Drugs? Is it those who push the “right” to do drugs without pushing the “responsibility” of doing drugs… or is it the military which lost its will to take an otherwise-OK former pothead and make him a soldier?
Obesity? Is it those who have dumbed down playgrounds and discouraged physical activity from kindergarten because a tiny minority of kids got hurt… or is it those who push babysitting duties off on the TV while cooking only things that come in a package?
Medically unfit? Is it those who allowed dubious medical conditions such as ADHD to be used as an excuse for misbehavior instead of setting clear and consistent rules for children and making sure they follow them… or is it those who raised their kids on a diet of breakfast cereal and soda and wonder why they have medical (and behavioral) problems… or is it those who have been pumping their kids full of pills for the last 20 years to make parenting much easier?
Failed to graduate? Is it those who worry about tolerance and diversity rather than educating children in standardized useful skills… is it those who don’t have the will to segregate the animals from the students that want to learn… is it those who encouraged dependence, broken families, crime, oversexualization, glamorization of violence, the myth that there are get-rich-quick methods that are better than school?
Criminal record?
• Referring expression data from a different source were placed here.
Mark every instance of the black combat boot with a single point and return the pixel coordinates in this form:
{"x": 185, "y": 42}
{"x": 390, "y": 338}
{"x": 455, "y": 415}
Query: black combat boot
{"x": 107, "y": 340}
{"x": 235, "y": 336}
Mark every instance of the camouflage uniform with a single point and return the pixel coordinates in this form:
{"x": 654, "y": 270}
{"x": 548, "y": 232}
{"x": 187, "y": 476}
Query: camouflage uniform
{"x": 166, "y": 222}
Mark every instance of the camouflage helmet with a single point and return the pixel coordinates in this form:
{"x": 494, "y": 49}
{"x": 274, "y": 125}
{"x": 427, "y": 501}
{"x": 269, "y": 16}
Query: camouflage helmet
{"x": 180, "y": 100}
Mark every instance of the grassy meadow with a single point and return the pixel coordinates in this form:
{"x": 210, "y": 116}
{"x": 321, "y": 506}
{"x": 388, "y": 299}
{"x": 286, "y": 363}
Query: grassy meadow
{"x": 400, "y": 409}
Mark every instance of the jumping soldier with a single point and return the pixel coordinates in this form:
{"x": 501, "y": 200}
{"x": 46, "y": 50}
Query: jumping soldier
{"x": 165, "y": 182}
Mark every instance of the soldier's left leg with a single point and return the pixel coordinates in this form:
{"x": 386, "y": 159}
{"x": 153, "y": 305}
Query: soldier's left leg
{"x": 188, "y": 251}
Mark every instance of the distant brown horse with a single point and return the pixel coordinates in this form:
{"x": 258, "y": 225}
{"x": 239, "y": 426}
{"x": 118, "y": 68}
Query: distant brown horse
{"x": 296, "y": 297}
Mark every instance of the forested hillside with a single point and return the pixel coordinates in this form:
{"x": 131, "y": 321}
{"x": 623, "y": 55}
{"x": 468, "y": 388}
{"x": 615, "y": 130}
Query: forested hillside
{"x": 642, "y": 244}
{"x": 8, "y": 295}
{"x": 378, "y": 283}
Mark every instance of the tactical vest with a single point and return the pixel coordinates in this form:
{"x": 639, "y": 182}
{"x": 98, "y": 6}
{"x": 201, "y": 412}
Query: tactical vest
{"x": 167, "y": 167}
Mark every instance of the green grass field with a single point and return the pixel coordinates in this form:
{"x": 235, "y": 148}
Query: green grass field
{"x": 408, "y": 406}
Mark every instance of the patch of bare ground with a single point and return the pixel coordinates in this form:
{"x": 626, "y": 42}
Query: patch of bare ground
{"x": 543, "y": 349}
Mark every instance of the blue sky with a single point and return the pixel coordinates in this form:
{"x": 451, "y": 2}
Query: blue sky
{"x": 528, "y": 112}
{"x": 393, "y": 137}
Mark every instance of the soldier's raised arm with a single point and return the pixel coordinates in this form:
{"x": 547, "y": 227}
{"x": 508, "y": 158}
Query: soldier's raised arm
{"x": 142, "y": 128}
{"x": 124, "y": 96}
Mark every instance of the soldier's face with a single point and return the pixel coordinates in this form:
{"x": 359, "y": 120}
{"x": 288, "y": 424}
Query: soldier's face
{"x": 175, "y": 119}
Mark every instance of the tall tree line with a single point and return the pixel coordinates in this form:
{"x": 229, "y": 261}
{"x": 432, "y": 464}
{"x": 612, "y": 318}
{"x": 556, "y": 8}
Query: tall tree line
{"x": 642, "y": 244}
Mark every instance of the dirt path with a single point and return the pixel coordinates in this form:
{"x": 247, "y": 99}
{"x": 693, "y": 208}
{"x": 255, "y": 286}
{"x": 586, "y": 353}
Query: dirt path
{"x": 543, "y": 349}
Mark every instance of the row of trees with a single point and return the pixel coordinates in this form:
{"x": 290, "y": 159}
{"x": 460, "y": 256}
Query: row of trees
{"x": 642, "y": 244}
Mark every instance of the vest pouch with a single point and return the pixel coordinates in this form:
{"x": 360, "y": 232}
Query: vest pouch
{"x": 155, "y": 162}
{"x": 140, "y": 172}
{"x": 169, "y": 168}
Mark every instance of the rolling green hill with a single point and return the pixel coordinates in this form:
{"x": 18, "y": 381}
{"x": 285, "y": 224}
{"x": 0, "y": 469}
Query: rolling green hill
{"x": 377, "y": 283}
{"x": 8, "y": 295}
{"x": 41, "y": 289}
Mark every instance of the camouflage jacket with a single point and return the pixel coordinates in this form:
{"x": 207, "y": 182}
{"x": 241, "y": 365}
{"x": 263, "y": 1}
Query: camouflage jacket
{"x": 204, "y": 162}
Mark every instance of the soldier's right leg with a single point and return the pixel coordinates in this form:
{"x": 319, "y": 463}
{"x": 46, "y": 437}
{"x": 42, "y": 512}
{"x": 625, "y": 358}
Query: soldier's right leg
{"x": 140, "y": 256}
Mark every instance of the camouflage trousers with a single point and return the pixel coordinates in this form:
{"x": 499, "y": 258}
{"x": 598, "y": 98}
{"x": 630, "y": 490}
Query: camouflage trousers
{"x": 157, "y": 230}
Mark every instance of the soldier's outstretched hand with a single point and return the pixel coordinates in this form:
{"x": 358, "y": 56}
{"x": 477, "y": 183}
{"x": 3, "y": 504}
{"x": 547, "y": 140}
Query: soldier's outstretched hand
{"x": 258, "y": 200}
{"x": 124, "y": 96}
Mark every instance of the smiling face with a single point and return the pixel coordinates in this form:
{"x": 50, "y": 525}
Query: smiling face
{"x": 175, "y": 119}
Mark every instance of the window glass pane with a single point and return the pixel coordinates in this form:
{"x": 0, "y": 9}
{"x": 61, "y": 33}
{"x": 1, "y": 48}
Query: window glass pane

Is it those who pushed revolving door justice for young career criminals that keeps them corrupting others on the street… or those who criminalized everything to the point where young foolish actions make “criminals” with no place to go but down?
Or is it the many other bad ideas that become popular because they fit a preconceived agenda about how an ideal world should work rather than the way the world does work… or satisfy the political, social, or financial greed of others… or etc.
America was good while it lasted…
…and its accomplishments and demise will be studied for a long, long time as both lessons and warnings.